The stability during production was studied using a 2-D finite element model with a generalized plasticity constitutive equation. A safe drawdown to prevent failure was determined. The well was completed open hole without any liner. It is producing above the original potential without any sanding or stability problems.


Horizontal well activities in Venezuela started around the 80's and now the companies have aggressive horizontal drilling programs. Even though there have been successful cases, there have been some horizontal well failures, as well. The problems have been related to geological and petrophysical uncertainties, formation damage in mature reservoirs and collapses due to borehole instability. Programs considering vertical pilot holes with oriented coring have been developed to increase the chances of success in reservoirs in which very little information has been gathered. This approach has allowed to make timely evaluation of the reservoir rock and in situ stresses before the horizontal hole is drilled and therefore minimize risks from geomechanical and mud drilling design points of view.

An example of such case was the planning of a horizontal well in a reservoir in the Maracaibo Lake area, Venezuela. This was the first horizontal well in this field and it was drilled with the purpose of draining the atic oil accumulated against an adjacent normal fault.
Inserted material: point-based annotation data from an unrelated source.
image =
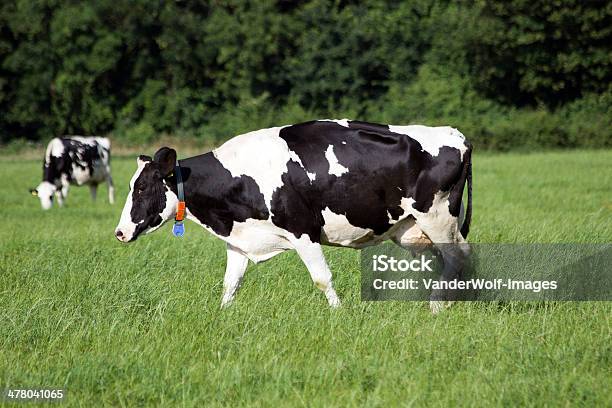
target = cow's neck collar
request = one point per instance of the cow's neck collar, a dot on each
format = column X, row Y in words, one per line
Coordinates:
column 179, row 228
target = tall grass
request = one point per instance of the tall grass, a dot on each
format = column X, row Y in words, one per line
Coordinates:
column 140, row 324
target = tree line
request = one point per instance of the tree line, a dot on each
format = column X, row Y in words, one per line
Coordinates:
column 507, row 73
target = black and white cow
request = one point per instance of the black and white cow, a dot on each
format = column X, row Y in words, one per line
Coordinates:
column 327, row 182
column 74, row 160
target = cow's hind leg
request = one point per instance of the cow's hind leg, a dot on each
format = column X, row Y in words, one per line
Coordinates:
column 234, row 271
column 111, row 188
column 443, row 230
column 311, row 254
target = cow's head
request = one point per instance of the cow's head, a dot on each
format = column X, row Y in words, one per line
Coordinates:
column 150, row 201
column 44, row 192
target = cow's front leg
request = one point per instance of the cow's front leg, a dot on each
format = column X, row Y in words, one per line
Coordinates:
column 234, row 271
column 311, row 254
column 93, row 190
column 59, row 197
column 111, row 189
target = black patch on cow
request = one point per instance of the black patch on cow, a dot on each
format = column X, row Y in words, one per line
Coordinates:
column 215, row 197
column 148, row 198
column 75, row 153
column 383, row 167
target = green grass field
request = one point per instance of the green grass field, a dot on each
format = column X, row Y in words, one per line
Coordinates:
column 140, row 324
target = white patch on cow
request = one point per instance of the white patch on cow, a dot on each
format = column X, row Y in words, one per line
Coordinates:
column 293, row 155
column 169, row 210
column 80, row 175
column 341, row 122
column 126, row 225
column 261, row 154
column 432, row 139
column 55, row 148
column 338, row 230
column 335, row 167
column 45, row 191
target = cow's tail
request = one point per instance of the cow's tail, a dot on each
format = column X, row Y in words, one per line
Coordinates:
column 467, row 169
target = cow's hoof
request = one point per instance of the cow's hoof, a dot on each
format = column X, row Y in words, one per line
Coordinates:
column 226, row 303
column 436, row 306
column 334, row 303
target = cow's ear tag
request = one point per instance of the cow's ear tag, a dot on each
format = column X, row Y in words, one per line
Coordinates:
column 179, row 229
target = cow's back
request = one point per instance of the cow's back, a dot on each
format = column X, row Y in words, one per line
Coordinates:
column 345, row 182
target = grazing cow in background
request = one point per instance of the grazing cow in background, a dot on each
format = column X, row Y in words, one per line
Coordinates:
column 74, row 160
column 328, row 182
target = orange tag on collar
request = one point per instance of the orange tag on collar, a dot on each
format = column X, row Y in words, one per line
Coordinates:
column 180, row 211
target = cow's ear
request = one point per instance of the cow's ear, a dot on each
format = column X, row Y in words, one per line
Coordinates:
column 166, row 159
column 143, row 159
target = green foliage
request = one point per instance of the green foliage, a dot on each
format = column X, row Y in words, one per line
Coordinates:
column 507, row 73
column 140, row 324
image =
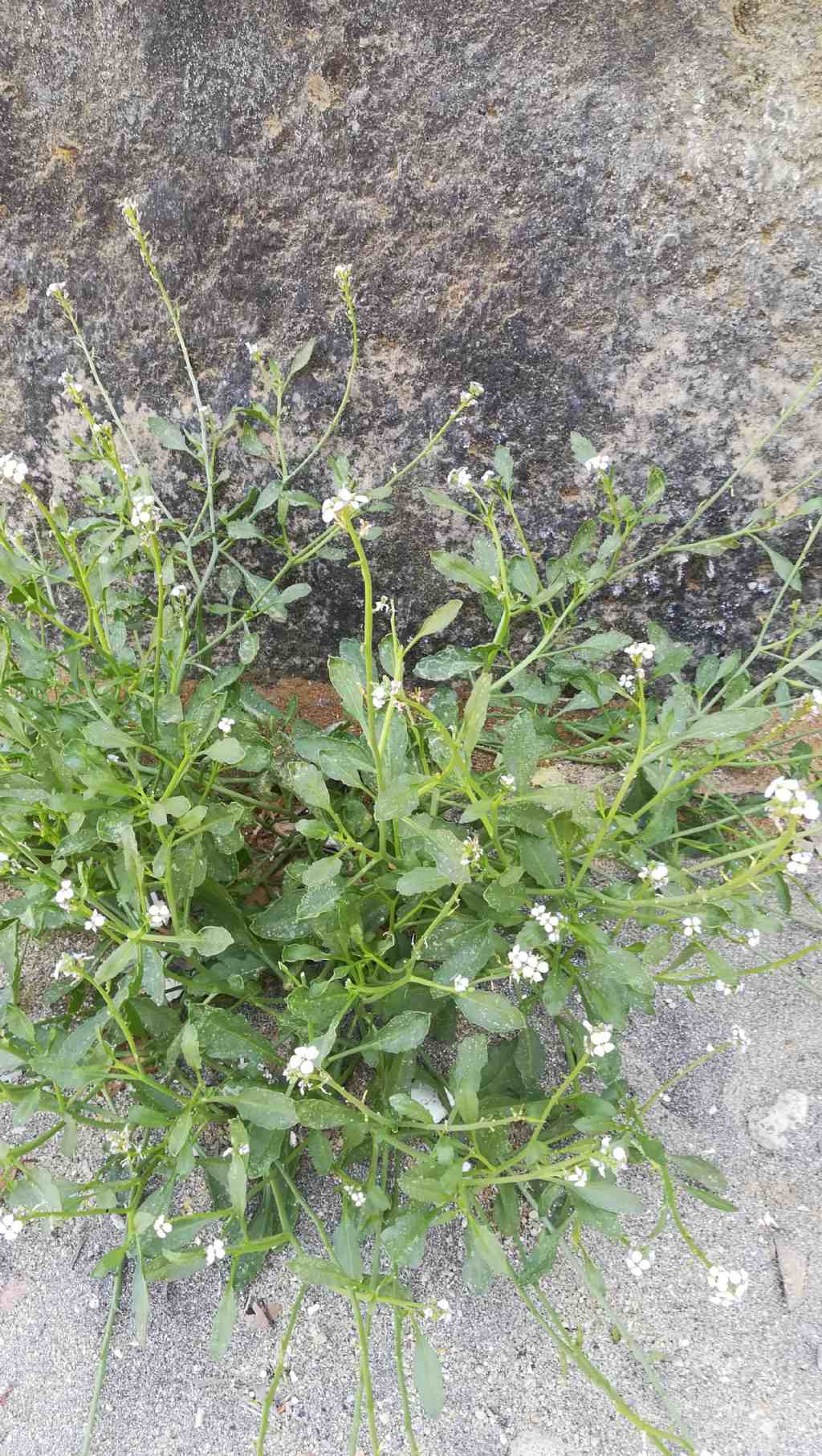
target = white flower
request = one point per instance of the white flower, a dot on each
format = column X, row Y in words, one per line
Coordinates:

The well was placed sub-parallel to the normal fault (with strike N36W approximately) as shown in Figure 1. The horizontal well was planned to be approximately parallel to the fault.

It was difficult to asses the geomechanical risk for a horizontal well in this area without having an idea of the rock strength and the in situ stress field. Moreover, the regional stress environment in the Maracaibo Lake area is very complicated and it was not known if the horizontal well was going to be drilled in the most risky direction. Trying to decrease as much as possible the uncertainties, a vertical pilot hole with 60 feet oriented coring was drilled. Additionally, three hundred feet conventional coring was recovered for sedimentological studies. The pilot-hole and horizontal well plan is presented in Figure 2. Sonic logs were added to the conventional petrophysical logging program to asses a strength profile for the rock along the pilot hole.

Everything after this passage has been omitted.